Televisione RAI

Televisione RAI

Fu lo scozzese John L. Baird, tra marzo e ottobre 1925, a dare la prima dimostrazione che poteva esistere la trasmissione di immagini a distanza, in gamme di grigio, ma per la televisione elettronica (che usava i tubi catodici) si dovette aspettare il settembre 1927, a San Francisco, con l’inventore Philo Farnsworth.

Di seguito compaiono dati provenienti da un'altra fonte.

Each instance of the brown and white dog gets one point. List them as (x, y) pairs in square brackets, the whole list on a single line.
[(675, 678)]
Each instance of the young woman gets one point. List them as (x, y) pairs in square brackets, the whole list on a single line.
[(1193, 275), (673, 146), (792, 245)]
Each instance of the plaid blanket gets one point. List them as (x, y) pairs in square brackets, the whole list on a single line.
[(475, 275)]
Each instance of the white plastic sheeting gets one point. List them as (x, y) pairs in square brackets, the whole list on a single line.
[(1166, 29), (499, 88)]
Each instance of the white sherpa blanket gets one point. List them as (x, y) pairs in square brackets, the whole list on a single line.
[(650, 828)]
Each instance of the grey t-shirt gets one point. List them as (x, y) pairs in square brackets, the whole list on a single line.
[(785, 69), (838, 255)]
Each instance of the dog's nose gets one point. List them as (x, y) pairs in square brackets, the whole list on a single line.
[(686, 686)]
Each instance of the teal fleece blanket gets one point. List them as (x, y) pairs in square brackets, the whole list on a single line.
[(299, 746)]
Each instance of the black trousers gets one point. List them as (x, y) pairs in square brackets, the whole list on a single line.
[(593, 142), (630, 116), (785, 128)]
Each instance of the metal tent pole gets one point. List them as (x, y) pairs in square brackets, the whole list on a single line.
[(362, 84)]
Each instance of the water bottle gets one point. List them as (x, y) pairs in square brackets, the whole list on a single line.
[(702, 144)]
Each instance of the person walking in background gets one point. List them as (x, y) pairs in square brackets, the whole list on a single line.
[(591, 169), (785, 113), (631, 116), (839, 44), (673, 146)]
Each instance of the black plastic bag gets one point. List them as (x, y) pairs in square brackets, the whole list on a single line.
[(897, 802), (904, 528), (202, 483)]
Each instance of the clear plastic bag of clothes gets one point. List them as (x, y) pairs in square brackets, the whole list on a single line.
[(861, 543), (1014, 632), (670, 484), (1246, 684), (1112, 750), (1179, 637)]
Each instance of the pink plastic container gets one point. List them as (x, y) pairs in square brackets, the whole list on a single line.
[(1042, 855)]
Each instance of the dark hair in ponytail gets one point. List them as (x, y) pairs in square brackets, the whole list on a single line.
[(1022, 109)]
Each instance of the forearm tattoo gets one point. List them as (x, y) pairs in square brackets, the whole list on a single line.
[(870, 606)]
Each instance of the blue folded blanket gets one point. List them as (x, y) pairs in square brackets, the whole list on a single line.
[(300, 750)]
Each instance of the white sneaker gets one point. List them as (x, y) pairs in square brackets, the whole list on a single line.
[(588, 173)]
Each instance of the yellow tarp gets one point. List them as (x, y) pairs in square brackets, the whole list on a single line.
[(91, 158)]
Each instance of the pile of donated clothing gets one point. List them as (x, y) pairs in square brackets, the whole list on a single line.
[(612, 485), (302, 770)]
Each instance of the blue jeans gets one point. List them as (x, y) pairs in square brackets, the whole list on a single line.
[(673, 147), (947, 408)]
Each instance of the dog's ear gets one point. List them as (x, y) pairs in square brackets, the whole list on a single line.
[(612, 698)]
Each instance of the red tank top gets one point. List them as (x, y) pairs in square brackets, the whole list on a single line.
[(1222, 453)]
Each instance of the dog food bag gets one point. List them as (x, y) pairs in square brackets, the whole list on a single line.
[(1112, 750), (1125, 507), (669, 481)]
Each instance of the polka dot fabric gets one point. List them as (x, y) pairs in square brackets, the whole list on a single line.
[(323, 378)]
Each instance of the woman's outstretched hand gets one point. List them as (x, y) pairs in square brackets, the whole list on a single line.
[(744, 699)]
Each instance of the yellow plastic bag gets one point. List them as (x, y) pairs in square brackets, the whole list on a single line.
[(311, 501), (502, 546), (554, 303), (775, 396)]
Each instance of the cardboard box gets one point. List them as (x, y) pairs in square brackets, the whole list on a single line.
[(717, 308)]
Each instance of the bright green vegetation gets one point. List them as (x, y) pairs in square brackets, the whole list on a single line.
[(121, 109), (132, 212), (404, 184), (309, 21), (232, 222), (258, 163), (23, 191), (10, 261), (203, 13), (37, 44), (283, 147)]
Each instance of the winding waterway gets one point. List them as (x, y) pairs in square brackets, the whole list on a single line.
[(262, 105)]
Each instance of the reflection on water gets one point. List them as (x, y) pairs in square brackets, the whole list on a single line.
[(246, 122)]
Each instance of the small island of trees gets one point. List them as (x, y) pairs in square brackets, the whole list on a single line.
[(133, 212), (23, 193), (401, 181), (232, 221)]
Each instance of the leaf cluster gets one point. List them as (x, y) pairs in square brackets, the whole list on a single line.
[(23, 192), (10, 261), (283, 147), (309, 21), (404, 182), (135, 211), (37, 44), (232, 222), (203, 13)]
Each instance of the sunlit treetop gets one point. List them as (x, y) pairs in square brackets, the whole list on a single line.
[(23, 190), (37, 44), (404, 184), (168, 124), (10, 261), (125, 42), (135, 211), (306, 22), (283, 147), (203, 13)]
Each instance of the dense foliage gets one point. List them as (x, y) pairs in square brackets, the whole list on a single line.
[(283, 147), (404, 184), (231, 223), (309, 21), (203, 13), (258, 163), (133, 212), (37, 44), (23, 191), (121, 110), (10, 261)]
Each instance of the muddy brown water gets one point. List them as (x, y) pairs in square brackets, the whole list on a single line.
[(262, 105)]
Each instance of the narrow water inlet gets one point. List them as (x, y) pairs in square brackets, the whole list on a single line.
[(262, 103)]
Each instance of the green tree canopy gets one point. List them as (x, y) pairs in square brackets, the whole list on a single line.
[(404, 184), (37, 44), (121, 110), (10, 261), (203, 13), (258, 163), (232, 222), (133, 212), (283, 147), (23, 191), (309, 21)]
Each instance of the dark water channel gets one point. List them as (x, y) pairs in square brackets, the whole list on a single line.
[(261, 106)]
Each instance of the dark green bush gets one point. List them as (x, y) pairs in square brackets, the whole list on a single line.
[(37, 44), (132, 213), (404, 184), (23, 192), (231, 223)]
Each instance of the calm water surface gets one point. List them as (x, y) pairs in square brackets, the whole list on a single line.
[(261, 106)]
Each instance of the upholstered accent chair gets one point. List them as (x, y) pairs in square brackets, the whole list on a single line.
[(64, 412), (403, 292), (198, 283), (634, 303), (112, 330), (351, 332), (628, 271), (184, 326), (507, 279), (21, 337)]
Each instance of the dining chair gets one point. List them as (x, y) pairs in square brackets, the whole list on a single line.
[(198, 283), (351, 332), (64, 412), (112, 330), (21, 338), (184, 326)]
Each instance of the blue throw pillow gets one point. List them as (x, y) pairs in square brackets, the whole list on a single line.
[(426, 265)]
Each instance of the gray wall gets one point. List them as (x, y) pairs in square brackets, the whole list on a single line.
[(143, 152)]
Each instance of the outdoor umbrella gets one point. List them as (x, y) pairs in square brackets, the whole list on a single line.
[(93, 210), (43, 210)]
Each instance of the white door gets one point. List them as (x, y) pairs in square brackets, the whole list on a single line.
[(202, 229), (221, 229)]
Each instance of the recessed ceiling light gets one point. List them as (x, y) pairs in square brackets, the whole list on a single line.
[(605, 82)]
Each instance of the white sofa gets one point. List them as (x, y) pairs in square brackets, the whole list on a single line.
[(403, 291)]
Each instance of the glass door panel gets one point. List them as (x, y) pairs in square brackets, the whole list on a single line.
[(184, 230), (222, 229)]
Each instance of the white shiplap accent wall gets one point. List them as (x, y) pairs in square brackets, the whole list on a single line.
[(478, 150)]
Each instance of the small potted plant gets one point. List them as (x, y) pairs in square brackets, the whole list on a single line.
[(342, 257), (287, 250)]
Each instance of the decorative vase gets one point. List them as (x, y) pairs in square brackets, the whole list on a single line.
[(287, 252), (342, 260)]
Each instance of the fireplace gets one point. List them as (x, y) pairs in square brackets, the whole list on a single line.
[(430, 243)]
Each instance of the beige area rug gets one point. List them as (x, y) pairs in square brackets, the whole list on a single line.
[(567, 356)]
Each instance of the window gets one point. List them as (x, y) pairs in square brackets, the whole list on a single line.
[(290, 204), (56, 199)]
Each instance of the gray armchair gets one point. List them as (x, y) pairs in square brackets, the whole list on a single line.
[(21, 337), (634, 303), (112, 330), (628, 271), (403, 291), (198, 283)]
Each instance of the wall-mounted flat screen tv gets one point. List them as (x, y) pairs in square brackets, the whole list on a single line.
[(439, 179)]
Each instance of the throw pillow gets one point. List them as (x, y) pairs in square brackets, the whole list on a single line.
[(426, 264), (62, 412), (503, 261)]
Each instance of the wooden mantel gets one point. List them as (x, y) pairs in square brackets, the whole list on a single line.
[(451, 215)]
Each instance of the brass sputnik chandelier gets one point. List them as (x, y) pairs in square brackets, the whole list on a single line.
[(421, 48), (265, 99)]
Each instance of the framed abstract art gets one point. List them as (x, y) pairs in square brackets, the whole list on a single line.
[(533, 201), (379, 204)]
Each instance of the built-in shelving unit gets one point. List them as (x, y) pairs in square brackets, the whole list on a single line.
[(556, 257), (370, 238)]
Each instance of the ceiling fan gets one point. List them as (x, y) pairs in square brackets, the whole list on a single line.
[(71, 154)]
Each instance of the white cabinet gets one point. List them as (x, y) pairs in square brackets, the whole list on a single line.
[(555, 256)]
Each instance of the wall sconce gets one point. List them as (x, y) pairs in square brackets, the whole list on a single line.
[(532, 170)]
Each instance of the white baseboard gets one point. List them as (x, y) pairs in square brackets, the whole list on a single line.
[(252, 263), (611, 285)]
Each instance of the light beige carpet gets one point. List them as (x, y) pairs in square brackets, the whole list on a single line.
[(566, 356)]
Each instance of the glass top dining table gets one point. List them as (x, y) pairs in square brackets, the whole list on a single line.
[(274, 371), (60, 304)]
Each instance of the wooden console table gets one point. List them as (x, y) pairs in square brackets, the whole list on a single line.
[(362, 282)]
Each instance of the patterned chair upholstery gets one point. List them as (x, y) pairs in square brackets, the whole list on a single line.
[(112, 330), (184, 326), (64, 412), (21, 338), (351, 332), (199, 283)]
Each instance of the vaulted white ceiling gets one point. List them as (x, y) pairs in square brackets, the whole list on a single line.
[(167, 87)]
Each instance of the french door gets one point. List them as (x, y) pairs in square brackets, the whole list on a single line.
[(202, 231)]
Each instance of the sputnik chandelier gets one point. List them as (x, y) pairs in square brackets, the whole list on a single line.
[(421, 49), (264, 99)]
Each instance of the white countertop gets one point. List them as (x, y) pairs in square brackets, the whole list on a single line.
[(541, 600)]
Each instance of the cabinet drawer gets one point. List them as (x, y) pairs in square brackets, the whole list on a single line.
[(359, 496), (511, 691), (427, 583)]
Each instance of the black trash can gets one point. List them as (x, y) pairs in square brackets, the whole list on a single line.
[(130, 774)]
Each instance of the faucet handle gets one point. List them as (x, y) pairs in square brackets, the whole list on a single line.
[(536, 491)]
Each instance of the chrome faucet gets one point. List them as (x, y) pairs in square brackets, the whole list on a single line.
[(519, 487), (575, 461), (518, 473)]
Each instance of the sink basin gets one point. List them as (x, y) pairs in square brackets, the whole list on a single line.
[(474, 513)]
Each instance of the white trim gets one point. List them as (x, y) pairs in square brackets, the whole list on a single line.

In Italia nel 1934, alla sede EIAR di Torino cominciarono le prime sperimentazioni di trasmissioni televisive, ma fu nel 1939, quando entrò in funzione il primo trasmettitore da Monte Mario a Roma che furono fatte trasmissioni regolari di segnale televisivo. La prima trasmissione televisiva italiana sperimentale è datata 11 settembre 1949, con Corrado, dalla Triennale di Milano, ma è il 3 gennaio 1954 che comincia la programmazione regolare della RAI, in bianco e nero. Dopo un periodo di programmazione limitata, con programmi come Settenote e La Domenica Sportiva, il 31 dicembre 1956 il segnale coprì tutto il territorio nazionale. Così la televisione comincia la sua diffusione nelle famiglie italiane, anche se all’inizio moltissimi si radunavano nei bar e nei cinema per vedere i primi telequiz come Il Musichiere di Mario Riva e Lascia o Raddoppia? Di Mike Bongiorno. Anche la stampa si accorge del nuovo mezzo di comunicazione di massa, con le critiche di Ugo Buzzolan e di Luciano Bianciardi. In questi anni sono stati quattro i programmi tv più importanti: Carosello, cortometraggi narrativi pubblicitari; Telegiornale di Vittorio Veltroni; Tribuna elettorale e politica; Non è mai troppo tardi, programma di insegnamento elementare del maestro Alberto Manzi che ha aiutato oltre 1 milione e mezzo di italiani ad uscire dall’analfabetismo.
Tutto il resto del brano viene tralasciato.